Recipe: Ravioli Zucchini Lasagna

Posted by tom | Aug 1, 2009

Although our zucchini has not performed well (in contrast to our cucumbers, tomatoes), some of Theresa's relatives have had quite a haul.  As such, zucchini has been coming out of our ears.  Last night we had Hearty Zucchini Bread (tasty!) and Stuffed Shells (w/zucchini added to the ricotta cheese).  The other day we had Ravioli Zucchini Lasagna.  Excellent.  There was interest on Facebook, so Theresa posted the recipe for Ravioli Zucchini Lasagna.  I've provided it here for those of you not on Facebook. Enjoy. 

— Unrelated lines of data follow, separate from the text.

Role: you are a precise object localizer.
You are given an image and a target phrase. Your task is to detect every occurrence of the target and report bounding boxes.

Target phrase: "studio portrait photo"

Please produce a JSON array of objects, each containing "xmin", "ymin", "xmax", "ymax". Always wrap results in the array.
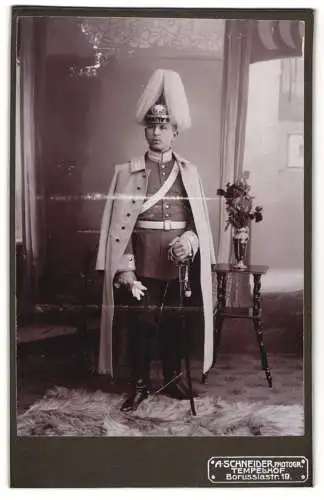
[{"xmin": 11, "ymin": 4, "xmax": 312, "ymax": 485}]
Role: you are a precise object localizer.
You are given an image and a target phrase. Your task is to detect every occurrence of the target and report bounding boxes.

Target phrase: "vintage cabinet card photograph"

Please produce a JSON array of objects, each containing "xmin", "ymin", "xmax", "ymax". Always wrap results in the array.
[{"xmin": 11, "ymin": 3, "xmax": 313, "ymax": 487}]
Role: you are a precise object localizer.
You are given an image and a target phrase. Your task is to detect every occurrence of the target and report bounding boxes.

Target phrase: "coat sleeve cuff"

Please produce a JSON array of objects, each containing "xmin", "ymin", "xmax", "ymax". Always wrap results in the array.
[
  {"xmin": 118, "ymin": 253, "xmax": 136, "ymax": 272},
  {"xmin": 181, "ymin": 231, "xmax": 199, "ymax": 257}
]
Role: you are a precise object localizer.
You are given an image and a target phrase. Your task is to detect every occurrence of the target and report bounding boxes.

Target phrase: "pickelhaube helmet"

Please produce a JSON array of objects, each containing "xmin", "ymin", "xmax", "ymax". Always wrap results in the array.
[
  {"xmin": 144, "ymin": 94, "xmax": 170, "ymax": 125},
  {"xmin": 136, "ymin": 69, "xmax": 191, "ymax": 130}
]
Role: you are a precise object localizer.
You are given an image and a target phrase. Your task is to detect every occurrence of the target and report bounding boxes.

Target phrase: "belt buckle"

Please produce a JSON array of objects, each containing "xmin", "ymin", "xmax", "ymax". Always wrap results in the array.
[{"xmin": 163, "ymin": 220, "xmax": 171, "ymax": 231}]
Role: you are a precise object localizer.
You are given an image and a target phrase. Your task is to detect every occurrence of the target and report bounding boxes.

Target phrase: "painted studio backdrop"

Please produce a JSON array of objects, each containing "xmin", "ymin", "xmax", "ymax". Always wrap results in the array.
[{"xmin": 16, "ymin": 17, "xmax": 304, "ymax": 378}]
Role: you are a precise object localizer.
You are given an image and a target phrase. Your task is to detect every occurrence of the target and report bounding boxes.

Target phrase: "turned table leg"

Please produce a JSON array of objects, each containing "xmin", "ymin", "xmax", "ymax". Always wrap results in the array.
[{"xmin": 253, "ymin": 273, "xmax": 272, "ymax": 387}]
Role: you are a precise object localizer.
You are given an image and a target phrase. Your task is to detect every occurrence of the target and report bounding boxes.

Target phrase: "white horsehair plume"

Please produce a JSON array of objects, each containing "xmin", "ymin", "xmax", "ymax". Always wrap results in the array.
[{"xmin": 136, "ymin": 69, "xmax": 191, "ymax": 130}]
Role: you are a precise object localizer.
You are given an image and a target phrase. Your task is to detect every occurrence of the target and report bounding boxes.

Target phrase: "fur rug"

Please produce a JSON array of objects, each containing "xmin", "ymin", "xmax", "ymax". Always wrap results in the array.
[{"xmin": 17, "ymin": 387, "xmax": 304, "ymax": 437}]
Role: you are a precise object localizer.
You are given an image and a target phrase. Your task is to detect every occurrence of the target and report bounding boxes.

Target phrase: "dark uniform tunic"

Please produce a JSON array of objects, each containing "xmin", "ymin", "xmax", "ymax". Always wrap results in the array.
[
  {"xmin": 132, "ymin": 154, "xmax": 193, "ymax": 280},
  {"xmin": 117, "ymin": 150, "xmax": 195, "ymax": 385}
]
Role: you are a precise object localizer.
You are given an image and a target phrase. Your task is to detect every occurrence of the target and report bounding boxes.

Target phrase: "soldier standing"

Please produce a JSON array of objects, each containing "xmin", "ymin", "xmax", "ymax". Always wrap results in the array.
[{"xmin": 96, "ymin": 70, "xmax": 215, "ymax": 411}]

PS.  Hoping for the incredible chocolate zucchini cake to show shortly!

Ravioli Zucchini Lasagna

Here's the recipe some of you requested.

large bag of frozen cheese filled ravioli (25, 26 oz)
2-3 zucchinis, depending on their size
1 pound ground beef
1/2 an onion
jar of spaghetti sauce
1-2 cups shredded mozzarella cheese

1. Chop the onion and cook it with the ground beef as you brown the beef.

2. Slice the zucchini lengthwise in 1/4" thick slices (I cut the zucchini in half and then slice each half).

3. After the beef is browned, add the spaghetti sauce to it and bring to a boil.

4. Spoon a little of the sauce mixture into the bottom of a 9x13 dish, just to cover the bottom.

5. Lay down one layer of zucchini. On top of that place one layer of ravioli. Repeat zucchini and ravioli layers.

6. Pour remaining sauce mixture over top. Note that since the ravioli and zucchini were not cooked prior to assembly, there needs to be a sufficient amount of sauce to allow them to cook while baking. My homemade sauce is rather thin and works well for this purpose.

7. Cover dish with foil and bake at 350 for 30-45 min. Uncover and sprinkle with shredded mozzarella cheese. Bake uncovered for another 10 min. until cheese is melted.